Improved method for purification of bacterial DNA from bovine milk for detection of Brucella spp. by PCR

Abstract

Different methods of extraction of bacterial DNA from bovine milk to improve the direct detection of Brucella by PCR were evaluated. We found that the use of a lysis buffer with high concentrations of Tris, EDTA, and NaCl, high concentrations of sodium dodecyl sulfate and proteinase K, and high temperatures of incubation was necessary for the efficient extraction of Brucella DNA. The limit of detection by PCR was 5 to 50 Brucella CFU/ml of milk.

FIG. 1

Effect of lysis buffer composition and denaturing agent on the detection of Brucella DNA by PCR. Samples in lanes 2 to 7 were sterile bovine milk inoculated with B. abortus (2 × 10⁵ CFU/ml). Lanes: 1, negative control without DNA; 2 and 3, DNA extracted with SDS and TE buffer; 4 and 5, DNA extracted with SDS and NET buffer; 6 and 7, DNA extracted with SDS, NaOH, and NET buffer; 8, positive control with B. abortus DNA; 9, φX174 DNA/HaeIII marker (Boehringer Mannheim). The lysis incubation temperature was 80°C in lanes 2, 4, and 6, and 100°C in lanes 3, 5, and 7. The size of the amplification product is about 905 bp. No amplification was detected when Zw 3-14 was used instead of SDS (data not shown).

FIG. 2

Effect of the DNA extraction with commercial systems on the detection of Brucella DNA by PCR. Samples in lanes 3 to 5 were sterile bovine milk inoculated with B. abortus (2 × 10⁵ CFU/ml).

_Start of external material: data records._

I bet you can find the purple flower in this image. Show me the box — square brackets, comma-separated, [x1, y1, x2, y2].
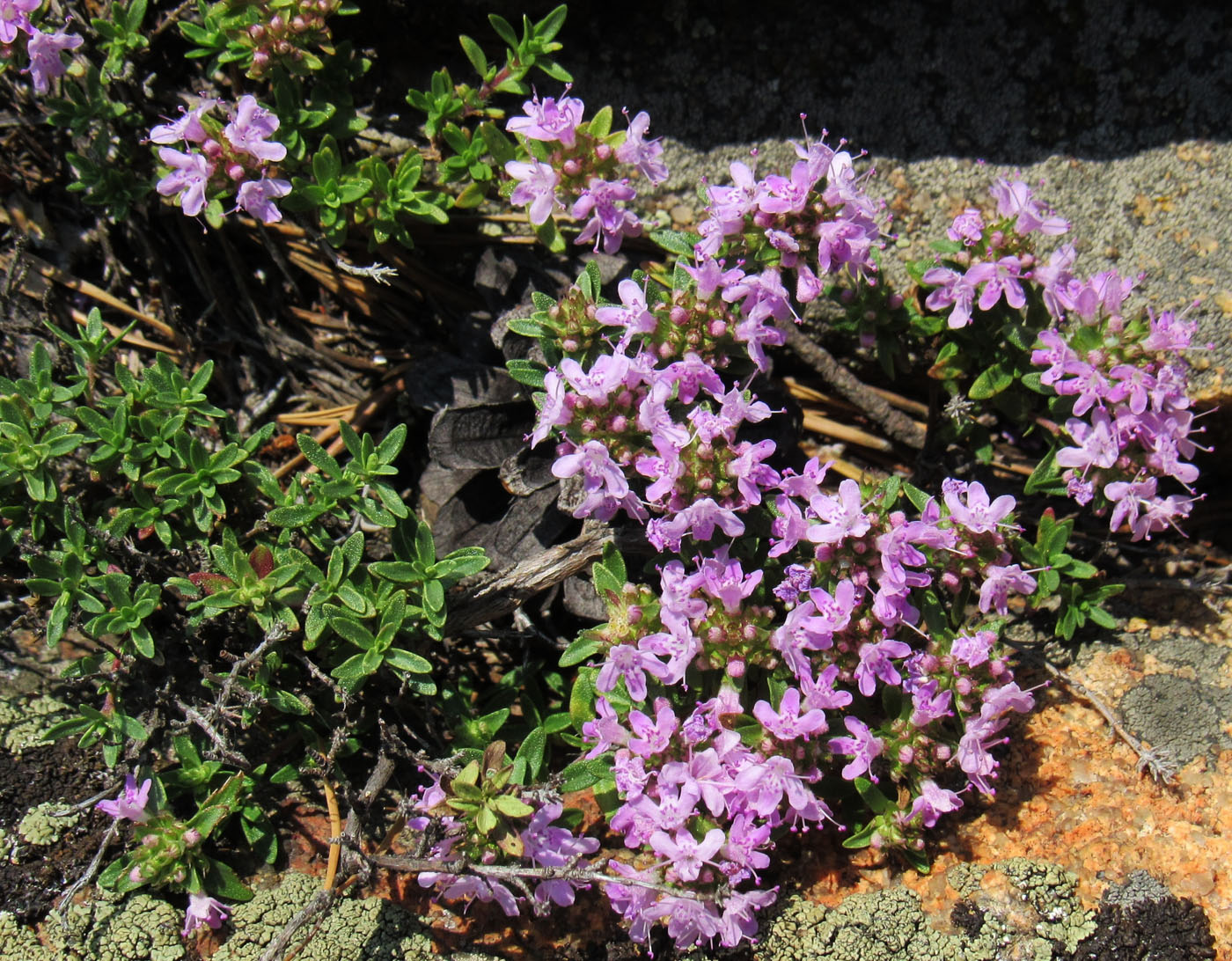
[235, 178, 290, 223]
[530, 370, 573, 447]
[718, 887, 779, 948]
[95, 774, 154, 822]
[800, 664, 855, 711]
[826, 715, 884, 782]
[650, 828, 727, 881]
[150, 99, 218, 144]
[595, 278, 660, 349]
[706, 160, 758, 237]
[950, 631, 997, 668]
[223, 93, 287, 163]
[1052, 360, 1110, 416]
[733, 753, 818, 823]
[505, 160, 564, 227]
[24, 24, 84, 93]
[920, 268, 977, 330]
[727, 440, 779, 504]
[646, 498, 744, 552]
[595, 644, 666, 701]
[1057, 410, 1121, 475]
[0, 0, 42, 44]
[855, 637, 912, 697]
[945, 207, 985, 246]
[967, 256, 1026, 311]
[628, 697, 679, 759]
[180, 891, 229, 937]
[906, 780, 962, 828]
[988, 178, 1069, 237]
[683, 259, 744, 303]
[569, 178, 642, 253]
[521, 802, 598, 868]
[660, 355, 724, 404]
[945, 481, 1015, 537]
[979, 564, 1035, 613]
[911, 678, 954, 727]
[752, 687, 826, 740]
[505, 96, 586, 147]
[155, 147, 215, 216]
[808, 478, 869, 543]
[1031, 330, 1078, 385]
[616, 110, 668, 184]
[699, 544, 765, 613]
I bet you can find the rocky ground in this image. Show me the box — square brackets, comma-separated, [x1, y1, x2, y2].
[0, 0, 1232, 961]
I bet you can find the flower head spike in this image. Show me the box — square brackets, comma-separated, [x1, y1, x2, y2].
[150, 99, 218, 144]
[180, 891, 231, 937]
[505, 96, 585, 147]
[24, 23, 84, 93]
[235, 178, 290, 223]
[616, 110, 668, 184]
[223, 93, 287, 163]
[0, 0, 42, 44]
[95, 774, 154, 822]
[155, 147, 215, 216]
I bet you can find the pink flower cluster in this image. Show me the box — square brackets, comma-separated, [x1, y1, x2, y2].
[517, 230, 1036, 946]
[0, 0, 84, 93]
[923, 179, 1072, 330]
[505, 90, 668, 253]
[923, 179, 1201, 541]
[407, 779, 598, 918]
[149, 95, 290, 223]
[1031, 311, 1205, 541]
[695, 127, 884, 300]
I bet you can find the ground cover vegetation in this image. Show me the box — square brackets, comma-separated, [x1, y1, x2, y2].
[0, 0, 1201, 956]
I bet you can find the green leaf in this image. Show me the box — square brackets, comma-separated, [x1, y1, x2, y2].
[488, 13, 517, 50]
[505, 357, 547, 391]
[296, 436, 350, 480]
[458, 33, 488, 77]
[1023, 444, 1067, 496]
[492, 795, 535, 818]
[206, 857, 253, 900]
[853, 777, 894, 814]
[569, 668, 598, 732]
[385, 647, 432, 674]
[967, 361, 1014, 400]
[561, 635, 603, 668]
[903, 480, 931, 510]
[329, 652, 376, 693]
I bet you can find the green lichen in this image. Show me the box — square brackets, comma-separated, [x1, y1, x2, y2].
[215, 874, 440, 961]
[754, 857, 1094, 961]
[0, 911, 55, 961]
[47, 893, 185, 961]
[754, 888, 995, 961]
[946, 857, 1096, 960]
[18, 801, 81, 847]
[0, 693, 69, 755]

Lanes: 1, φX174 DNA/HaeIII marker (Boehringer Mannheim); 2, positive control with B. abortus DNA; 3, DNA extracted with the Prep-A-Gene system; 4, DNA extracted with the Instagene system; 5, DNA extracted with phenol-chloroform-isoamyl alcohol; 6, negative control without DNA.

FIG. 3

Limit of detection of PCR. Lanes: 1, φX174 DNA/HaeIII marker (Boehringer Mannheim); 2 to 4, 50 B. abortus CFU/ml of milk; 5 to 7, 5 B. abortus CFU/ml of milk; 8, negative control without DNA. Brucella DNA was extracted from bovine milk by the optimized method.